Personal growth is not linear
Uncategorized“A real sign of progress is when we no longer punish ourselves for our imperfections” ~Yung Pueblo
As I move forward in 2020, just like many others, I am reflecting on my past year. I have had so many growth spurts…and I call them spurts because they were painful…and the outcome was, and still is, absolutely beautiful. In the beginning of the year, I was at a job that I helped build from the ground up. I was so proud of the work I was able to accomplish there. And I was absolutely exhausted. I worked around the clock 7 days a week. I was sleeping about three to five hours a night. I had come to the realization that I just could not do it anymore. I felt like a failure. There was a lot of crying at home, at work (luckily in the privacy of my office), and at therapy. There was a lot of anger towards myself and at times it turned outward. After A LOT of fighting against my intuiting, I was completely resigned to the fact that when it was my time to move on, the opportunity would present itself, and in the meantime, I would do the absolute best I could every day…granted sometimes my best would be 20%..it was still my best for the day.
In April, a new opportunity presented itself. It was at just the right time too. I was preparing to go to Florida with the kids for Spring break. I had the week at the beach to contemplate my current situation and make a decision to move in yet another direction…the third one in four years. After I quelled my fears about the change, I was able to turn inward, as well as outward to the universe, and know that it was the right move for me at the exact right time. The universe always has my back like that. I just have to remember to trust it.
With this new job came a lot of extra time…even with the 1 1/2-2 hour commute. And the universe was correct in its placement and timing…exactly what I needed at the time I needed it. As the chaos of my last job died and the extra time with this new job settled in, I honestly did not know how to handle it. I was always used to going full speed ahead. Always have a distraction from my inner thoughts, hurts and pains. I am so grateful for my friends that sat with me while I cried in the middle of the floor…literally (mad props Katie and Amanda). Thankfully, I was still in therapy with an amazing woman that I found while at my last job. She helped me settle into myself. Allow the quiet. Allow the sadness. She sat with me. Allowed me to cry. Invited my anger. And helped me harness my strength, love, compassion and beauty. I am so grateful for her and I aspire to be her when I grow up.
July 2019 was going to my time to develop a healthy relationship with my body and food. I reached out to my friend Chris Belin, who also happens to be a health coach. I kept seeing her posts about her own journey into health and vitality. She set me on my journey. Set me up for success. Offered me encouragement along my process. The first month, I was on fire, like many often are. I was feeling great. I was eating healthy. I was having fun while making delicious whole 30 dinners. My energy was amazing. Then life happened. My dad fell sick and passed away in August. Needless to say, my health became the last thing I was concerned with. I could barely deal with my emotions. I fell into grief. I fell into fix it mode for others. I fell into my workaholic mode. Somedays, it was all could do to pull myself out of bed to face the world while in so much pain. I would not let others know. I cried alone other than the two times I allowed myself to cry in my husband’s arms. September, we were able to celebrate my sisters wedding. It was beautiful, and really tough with our dad just passing one month earlier to the exact day of the wedding. My sister was elegant and poised, just as she always is. And her husband was stoic and handsome, just as he always is. After the wedding, we all allowed ourselves to fall apart.

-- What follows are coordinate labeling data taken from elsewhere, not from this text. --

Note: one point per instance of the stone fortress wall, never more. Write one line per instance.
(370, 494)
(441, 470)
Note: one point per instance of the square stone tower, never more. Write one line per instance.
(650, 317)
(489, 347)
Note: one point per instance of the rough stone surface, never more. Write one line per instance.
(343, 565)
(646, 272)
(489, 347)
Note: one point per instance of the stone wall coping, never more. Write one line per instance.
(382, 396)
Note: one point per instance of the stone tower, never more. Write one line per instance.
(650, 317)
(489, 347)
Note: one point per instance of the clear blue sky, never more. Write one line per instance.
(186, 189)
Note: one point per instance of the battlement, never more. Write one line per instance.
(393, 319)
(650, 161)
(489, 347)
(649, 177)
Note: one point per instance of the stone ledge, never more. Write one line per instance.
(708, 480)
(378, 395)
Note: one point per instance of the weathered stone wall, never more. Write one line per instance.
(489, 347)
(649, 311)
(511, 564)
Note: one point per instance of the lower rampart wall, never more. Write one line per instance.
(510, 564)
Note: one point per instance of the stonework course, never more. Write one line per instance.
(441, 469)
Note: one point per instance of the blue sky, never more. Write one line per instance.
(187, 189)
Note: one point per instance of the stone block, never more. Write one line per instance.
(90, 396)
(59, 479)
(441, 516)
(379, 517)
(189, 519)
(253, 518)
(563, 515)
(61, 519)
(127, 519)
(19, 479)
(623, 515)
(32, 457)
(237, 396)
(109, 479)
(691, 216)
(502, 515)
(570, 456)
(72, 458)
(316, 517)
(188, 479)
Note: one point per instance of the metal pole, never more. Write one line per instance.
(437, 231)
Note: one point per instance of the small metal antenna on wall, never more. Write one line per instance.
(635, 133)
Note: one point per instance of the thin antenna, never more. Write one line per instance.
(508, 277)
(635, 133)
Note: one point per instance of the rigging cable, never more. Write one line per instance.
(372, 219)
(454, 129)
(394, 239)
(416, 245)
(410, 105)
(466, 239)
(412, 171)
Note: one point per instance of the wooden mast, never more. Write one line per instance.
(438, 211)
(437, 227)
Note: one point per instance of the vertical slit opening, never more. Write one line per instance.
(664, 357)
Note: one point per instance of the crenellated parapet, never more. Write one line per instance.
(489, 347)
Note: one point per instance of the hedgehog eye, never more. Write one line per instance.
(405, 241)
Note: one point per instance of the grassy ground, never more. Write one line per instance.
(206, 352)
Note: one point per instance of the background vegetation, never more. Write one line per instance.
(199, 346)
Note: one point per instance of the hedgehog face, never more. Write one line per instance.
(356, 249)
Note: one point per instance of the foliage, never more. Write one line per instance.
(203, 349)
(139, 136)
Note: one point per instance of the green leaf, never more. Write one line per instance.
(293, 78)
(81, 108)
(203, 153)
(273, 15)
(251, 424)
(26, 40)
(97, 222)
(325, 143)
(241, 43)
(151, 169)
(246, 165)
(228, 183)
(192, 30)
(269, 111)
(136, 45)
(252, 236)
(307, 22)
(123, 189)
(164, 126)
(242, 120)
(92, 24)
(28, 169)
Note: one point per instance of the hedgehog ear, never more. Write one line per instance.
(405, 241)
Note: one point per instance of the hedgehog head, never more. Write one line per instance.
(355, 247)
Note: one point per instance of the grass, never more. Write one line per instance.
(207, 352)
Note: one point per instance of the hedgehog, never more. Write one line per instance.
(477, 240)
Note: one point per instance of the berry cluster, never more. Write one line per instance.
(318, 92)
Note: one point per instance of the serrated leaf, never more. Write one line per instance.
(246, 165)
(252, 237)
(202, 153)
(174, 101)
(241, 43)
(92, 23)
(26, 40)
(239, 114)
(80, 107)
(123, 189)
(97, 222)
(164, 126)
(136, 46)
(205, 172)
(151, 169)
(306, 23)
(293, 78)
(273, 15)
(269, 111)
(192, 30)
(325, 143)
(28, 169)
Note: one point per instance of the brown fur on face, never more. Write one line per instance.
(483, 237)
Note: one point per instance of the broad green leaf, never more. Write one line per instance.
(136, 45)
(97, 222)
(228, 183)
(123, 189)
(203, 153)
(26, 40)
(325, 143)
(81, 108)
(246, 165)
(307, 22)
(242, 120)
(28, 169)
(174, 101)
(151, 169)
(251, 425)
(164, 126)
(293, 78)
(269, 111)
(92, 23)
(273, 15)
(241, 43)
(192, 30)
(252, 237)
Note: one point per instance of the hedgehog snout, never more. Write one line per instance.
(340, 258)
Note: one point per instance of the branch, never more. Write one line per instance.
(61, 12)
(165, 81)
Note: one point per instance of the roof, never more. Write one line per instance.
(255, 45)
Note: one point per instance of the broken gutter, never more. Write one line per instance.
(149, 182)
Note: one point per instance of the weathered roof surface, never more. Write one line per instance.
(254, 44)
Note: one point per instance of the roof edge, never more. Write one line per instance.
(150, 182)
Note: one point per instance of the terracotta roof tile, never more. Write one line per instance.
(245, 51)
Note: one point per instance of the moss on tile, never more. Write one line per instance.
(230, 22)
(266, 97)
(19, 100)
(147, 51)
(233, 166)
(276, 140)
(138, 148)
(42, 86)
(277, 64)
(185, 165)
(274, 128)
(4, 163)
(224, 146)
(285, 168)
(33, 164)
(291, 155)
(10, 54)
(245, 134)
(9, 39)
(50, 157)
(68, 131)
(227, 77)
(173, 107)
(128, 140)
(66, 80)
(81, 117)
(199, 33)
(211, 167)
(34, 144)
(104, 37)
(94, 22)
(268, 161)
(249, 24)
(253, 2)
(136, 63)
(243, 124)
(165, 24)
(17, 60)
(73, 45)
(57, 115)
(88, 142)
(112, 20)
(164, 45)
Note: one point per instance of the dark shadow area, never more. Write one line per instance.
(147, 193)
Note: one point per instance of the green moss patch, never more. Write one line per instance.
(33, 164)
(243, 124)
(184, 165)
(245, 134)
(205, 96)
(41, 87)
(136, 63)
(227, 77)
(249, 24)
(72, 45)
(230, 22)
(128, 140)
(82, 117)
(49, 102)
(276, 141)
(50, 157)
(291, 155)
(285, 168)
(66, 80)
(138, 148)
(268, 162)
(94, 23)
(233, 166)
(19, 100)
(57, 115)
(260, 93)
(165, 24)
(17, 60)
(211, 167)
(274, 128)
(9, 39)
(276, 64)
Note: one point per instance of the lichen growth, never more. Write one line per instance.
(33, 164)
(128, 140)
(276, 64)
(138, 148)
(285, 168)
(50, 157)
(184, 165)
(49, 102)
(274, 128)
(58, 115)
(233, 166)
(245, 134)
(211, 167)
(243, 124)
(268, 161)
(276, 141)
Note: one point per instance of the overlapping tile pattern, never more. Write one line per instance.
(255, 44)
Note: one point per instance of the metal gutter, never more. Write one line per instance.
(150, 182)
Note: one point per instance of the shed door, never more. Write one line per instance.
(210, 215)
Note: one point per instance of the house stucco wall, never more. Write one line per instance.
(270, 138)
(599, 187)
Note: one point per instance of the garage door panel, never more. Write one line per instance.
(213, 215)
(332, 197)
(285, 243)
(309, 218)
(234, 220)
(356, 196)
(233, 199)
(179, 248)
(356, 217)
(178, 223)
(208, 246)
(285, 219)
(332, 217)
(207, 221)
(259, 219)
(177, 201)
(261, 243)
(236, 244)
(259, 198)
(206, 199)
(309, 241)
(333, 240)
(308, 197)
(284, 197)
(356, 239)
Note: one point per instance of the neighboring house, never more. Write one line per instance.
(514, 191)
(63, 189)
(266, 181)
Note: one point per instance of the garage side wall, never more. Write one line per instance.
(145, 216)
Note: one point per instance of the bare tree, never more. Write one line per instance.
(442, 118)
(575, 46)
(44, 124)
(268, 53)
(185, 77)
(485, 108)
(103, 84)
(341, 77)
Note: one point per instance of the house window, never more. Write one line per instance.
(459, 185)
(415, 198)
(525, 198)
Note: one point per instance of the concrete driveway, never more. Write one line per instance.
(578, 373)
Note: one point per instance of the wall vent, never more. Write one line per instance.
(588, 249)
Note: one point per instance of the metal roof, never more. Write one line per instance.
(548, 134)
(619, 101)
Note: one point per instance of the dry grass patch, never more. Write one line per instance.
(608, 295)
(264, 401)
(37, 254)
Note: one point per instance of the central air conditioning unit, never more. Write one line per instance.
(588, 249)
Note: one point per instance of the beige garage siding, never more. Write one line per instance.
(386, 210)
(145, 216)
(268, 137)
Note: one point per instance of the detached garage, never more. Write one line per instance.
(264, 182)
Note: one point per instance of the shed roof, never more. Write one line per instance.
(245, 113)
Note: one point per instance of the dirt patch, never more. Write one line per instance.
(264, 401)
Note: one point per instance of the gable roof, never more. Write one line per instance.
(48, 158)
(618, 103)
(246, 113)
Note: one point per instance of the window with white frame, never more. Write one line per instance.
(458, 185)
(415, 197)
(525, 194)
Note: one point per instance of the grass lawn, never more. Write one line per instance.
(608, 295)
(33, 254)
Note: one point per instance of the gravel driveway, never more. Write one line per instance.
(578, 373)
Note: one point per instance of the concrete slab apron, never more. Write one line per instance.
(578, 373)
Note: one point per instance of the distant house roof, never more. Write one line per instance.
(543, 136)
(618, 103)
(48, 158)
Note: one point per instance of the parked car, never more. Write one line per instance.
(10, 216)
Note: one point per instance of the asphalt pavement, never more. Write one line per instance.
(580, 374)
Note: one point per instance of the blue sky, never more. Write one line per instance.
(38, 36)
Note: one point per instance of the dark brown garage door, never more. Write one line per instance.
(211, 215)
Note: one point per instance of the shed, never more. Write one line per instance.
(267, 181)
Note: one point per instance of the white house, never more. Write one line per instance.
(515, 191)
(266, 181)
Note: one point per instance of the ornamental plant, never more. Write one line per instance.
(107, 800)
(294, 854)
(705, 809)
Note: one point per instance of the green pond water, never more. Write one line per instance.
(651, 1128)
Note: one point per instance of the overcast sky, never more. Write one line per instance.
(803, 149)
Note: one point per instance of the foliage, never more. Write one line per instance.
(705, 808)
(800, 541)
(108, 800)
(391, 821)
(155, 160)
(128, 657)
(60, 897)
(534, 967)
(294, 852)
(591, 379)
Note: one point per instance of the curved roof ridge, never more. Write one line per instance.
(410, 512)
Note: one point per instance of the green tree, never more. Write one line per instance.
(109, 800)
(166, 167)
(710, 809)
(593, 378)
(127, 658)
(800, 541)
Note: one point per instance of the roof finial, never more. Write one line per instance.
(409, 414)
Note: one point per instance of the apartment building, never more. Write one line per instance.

Then was the whirlwind of all the holidays, which was a mixture of joy and sadness. Joy to watch the kids get excited. The decorating. They laughter. The candy. The visits from my mom. The toys. The time with friends. Sadness because….well…our dad is gone. The last three months of this year was about loving myself, being present, reconnecting with my dreams and becoming more intentional.
My lessons in 2019:
- I am more resilient than I thought
- I am a beautiful soul, just like everyone else in this world
- I am the ‘perfect’ wife and mother for my husband and my children
- I am right where I am supposed to be, in every moment, every second
- My growth is not linear. Compassion and growth need to go hand in hand.
Today, I encourage you to reflect on the lessons you have learned throughout your 2019. Here are a few prompts:
- What were the moments that you thought were going to tear you down and break you?….remember, you made it through them…you are still standing….you are amazing.
- What lessons did you allow yourself to learn from those moments?
- Who was by your side, cheering you on when you were thriving?
- Who held you tight, or simply sat with you, when you were in your pain and suffering?
- Which experiences pushed you to personal growth and challenged you?
Now send gratitude to all of those experiences, situations, and people. And now love on yourself a little bit more because you got back up and keep getting up. Be open to experiences. Be open to what the universe is telling you. And LOVE yourself through every moment, every turn, and every imperfection.